User permission: The first major challenge in building the Silvershield platform was keeping sensitive data secure and accessible to multiple users with different permissions. Filtering data on the front-end, even server side, didn't provide as much security as I wanted which led me to two Supabase features: Row Level Security (RLS) and JWTs. By storing membership and permission data in JWTs and checking it against table data with RLS, I could access the necessary data and keep it secure.

useContext hook: I realized some users would want to create multiple groups and easily switch between them, automatically logging into their most recent group when they came back to the platform. To make this happen, I saved their last group to the profiles table and used the useContext hook to set a platform-wide state for their current group. Although this shift from server-side to client-side database calls meant a loss in efficiency and speed, I felt the improvement in user experience was worth it.

Webhooks: One of the trickiest problems I encountered was how to notify users as soon as they received a potentially fraudulent email in their connected inbox. I set up a Nylas webhook to alert me when a new email arrived, but the function to fetch additional email data, and process it for fraud kept timing out. I also wanted to avoid saving any email data to our database for security purposes. First, I tried a cron job that would periodically check if new emails had been received and process them, but it was inefficient, so I set up a Supabase webhook to trigger a function every time a new email was received, generating a fraud score and notify the user if it was high.

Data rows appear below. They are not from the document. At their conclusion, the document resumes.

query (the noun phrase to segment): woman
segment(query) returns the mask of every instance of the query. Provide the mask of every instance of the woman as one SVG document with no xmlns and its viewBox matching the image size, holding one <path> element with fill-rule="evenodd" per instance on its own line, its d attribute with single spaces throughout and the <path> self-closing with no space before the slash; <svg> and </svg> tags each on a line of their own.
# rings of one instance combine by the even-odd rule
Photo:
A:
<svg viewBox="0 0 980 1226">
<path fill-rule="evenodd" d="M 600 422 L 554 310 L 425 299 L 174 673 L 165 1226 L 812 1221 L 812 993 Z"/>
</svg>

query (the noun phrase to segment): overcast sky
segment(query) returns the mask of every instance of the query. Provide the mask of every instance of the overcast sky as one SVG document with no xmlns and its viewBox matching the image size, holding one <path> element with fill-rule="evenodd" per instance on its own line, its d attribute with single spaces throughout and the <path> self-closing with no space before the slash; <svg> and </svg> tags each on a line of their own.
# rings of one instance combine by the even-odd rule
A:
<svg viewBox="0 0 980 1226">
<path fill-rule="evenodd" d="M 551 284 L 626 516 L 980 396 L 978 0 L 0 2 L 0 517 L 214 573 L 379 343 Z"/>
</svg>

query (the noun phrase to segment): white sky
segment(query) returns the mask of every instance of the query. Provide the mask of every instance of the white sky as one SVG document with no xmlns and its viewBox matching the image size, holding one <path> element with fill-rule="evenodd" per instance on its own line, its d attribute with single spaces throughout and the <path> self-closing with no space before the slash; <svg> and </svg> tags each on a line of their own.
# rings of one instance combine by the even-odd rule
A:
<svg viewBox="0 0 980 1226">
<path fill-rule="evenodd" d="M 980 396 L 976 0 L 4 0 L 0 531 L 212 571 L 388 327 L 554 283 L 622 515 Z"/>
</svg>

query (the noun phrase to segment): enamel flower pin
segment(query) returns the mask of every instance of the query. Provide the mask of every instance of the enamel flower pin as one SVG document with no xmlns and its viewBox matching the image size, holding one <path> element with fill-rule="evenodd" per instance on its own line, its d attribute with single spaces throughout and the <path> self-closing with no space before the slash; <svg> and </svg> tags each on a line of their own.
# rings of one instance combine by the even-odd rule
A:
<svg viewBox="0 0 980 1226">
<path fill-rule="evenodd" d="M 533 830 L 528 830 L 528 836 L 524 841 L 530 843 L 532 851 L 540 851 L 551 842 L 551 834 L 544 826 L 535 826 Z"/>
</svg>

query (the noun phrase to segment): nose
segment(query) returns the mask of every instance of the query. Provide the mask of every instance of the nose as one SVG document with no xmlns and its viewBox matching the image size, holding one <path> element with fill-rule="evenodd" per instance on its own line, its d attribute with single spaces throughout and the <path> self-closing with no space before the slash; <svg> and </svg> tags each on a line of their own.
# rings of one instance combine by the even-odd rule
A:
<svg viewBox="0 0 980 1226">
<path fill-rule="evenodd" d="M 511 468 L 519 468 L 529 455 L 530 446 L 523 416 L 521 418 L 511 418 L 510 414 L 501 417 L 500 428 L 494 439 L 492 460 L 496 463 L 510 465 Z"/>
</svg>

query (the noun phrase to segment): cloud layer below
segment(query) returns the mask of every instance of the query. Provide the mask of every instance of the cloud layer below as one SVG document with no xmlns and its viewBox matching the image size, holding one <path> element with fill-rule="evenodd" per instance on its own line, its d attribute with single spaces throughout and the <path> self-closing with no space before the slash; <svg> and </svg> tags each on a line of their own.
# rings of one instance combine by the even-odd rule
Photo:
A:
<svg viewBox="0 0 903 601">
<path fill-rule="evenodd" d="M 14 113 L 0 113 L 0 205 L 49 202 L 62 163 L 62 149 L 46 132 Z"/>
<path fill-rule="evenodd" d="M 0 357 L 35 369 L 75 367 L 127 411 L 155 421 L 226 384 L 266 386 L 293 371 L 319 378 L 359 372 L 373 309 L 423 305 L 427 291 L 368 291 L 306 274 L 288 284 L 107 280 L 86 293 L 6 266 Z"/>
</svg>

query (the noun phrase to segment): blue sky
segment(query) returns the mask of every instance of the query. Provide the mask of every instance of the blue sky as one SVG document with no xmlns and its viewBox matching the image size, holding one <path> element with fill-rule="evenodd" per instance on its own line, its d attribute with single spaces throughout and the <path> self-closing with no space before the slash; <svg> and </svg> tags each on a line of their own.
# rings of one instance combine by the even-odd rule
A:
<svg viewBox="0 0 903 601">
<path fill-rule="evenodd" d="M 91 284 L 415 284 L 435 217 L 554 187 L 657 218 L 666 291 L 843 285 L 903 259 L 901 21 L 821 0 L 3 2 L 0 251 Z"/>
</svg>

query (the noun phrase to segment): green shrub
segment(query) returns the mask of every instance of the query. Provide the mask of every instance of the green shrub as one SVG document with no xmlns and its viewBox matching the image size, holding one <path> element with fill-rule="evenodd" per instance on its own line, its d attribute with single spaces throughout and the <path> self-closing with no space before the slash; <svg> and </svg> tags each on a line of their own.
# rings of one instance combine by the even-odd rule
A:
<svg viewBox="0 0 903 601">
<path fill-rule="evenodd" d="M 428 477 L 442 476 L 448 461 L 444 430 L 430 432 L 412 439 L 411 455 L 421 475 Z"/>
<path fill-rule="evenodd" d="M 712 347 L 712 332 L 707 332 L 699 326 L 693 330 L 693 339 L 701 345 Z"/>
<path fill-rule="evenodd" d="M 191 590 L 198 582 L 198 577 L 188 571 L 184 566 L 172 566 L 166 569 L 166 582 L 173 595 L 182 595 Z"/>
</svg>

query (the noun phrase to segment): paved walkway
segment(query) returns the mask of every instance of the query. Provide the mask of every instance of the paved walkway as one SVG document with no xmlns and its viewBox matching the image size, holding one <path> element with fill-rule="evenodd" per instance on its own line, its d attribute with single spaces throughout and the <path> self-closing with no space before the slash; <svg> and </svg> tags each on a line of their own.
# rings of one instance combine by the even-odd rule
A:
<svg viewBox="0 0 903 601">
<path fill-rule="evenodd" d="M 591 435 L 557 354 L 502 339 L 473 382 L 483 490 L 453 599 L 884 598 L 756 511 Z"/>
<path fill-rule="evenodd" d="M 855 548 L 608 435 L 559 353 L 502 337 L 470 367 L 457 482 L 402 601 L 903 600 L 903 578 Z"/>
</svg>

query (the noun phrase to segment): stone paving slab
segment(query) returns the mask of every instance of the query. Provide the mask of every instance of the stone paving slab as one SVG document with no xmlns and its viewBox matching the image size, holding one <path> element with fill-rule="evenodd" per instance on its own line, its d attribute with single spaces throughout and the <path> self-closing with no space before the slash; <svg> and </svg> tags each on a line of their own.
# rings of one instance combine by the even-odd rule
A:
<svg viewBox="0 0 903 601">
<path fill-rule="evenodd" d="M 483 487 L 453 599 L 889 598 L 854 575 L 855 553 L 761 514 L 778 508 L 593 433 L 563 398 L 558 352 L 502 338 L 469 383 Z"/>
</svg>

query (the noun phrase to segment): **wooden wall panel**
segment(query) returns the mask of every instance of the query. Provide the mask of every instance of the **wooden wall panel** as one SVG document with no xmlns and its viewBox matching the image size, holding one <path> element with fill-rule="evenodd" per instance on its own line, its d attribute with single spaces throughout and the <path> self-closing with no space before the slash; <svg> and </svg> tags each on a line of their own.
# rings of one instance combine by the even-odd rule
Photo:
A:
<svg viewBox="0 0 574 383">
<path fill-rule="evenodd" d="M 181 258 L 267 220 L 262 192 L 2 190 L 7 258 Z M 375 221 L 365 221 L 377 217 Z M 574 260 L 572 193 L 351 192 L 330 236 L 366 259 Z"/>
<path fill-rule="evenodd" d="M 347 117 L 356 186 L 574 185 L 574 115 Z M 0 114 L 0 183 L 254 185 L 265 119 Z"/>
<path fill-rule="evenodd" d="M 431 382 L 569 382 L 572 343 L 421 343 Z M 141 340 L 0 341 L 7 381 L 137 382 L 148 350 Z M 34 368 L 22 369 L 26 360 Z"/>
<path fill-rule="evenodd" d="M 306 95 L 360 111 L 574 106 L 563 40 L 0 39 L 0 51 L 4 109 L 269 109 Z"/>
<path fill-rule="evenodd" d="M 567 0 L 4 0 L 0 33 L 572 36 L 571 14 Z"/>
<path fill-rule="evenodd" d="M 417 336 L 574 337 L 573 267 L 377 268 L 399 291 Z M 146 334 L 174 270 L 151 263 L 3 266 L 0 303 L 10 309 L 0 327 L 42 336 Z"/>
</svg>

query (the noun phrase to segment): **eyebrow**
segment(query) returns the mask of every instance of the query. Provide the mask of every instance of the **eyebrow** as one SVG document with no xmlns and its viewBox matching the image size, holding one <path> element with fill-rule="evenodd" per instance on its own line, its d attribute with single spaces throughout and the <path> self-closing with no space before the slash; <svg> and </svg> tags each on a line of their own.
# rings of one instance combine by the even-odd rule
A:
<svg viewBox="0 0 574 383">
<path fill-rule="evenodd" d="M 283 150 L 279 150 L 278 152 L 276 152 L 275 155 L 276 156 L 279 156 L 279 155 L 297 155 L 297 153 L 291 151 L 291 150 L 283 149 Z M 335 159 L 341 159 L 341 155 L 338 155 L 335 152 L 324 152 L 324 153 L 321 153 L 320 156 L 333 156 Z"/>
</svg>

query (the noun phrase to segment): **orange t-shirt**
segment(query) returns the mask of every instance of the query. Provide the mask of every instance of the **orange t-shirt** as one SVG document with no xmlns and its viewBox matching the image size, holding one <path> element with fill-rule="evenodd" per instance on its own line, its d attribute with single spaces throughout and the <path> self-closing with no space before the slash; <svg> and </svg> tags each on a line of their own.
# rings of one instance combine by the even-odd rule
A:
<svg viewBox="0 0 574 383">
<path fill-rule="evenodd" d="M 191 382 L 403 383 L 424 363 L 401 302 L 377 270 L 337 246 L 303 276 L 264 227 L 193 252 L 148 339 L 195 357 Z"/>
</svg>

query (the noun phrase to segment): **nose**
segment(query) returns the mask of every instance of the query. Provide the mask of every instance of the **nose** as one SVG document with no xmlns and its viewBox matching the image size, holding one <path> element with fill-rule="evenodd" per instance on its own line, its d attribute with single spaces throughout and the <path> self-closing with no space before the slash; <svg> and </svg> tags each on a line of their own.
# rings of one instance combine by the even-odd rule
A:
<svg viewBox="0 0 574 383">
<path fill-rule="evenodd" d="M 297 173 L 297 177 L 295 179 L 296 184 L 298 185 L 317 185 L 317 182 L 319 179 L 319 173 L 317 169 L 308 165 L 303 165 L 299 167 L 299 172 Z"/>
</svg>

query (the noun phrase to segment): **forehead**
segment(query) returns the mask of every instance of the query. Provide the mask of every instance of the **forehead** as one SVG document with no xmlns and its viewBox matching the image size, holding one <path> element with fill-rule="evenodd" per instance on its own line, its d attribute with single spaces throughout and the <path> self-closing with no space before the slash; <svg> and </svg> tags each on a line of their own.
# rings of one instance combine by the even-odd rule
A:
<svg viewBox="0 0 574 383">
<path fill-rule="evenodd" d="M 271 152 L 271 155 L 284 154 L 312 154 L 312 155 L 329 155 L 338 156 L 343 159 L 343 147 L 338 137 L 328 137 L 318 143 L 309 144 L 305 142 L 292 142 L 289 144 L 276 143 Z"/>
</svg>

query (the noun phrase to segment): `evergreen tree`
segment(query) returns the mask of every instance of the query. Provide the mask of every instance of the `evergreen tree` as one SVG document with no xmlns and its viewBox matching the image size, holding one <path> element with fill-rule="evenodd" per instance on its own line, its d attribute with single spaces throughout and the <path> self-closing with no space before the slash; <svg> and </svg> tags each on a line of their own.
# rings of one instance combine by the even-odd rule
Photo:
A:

Silvershield webpage to connect an inbox for fraud review with an input to enter an email address and buttons to connect email or skip this step.
Learnings
If I were to list all the things I learned while developing this project it would be an essay. This project took me from an aspiring coder to a full-fledged software engineer.

Some of the things I taught myself while building this project: auth, SMTPs, databases, storage, SDKs, google API, webhooks, cron jobs, edge functions, postgreSQL, Row Level Security, JWTs, Tailwind CSS, and most importantly, debugging and interpreting logs.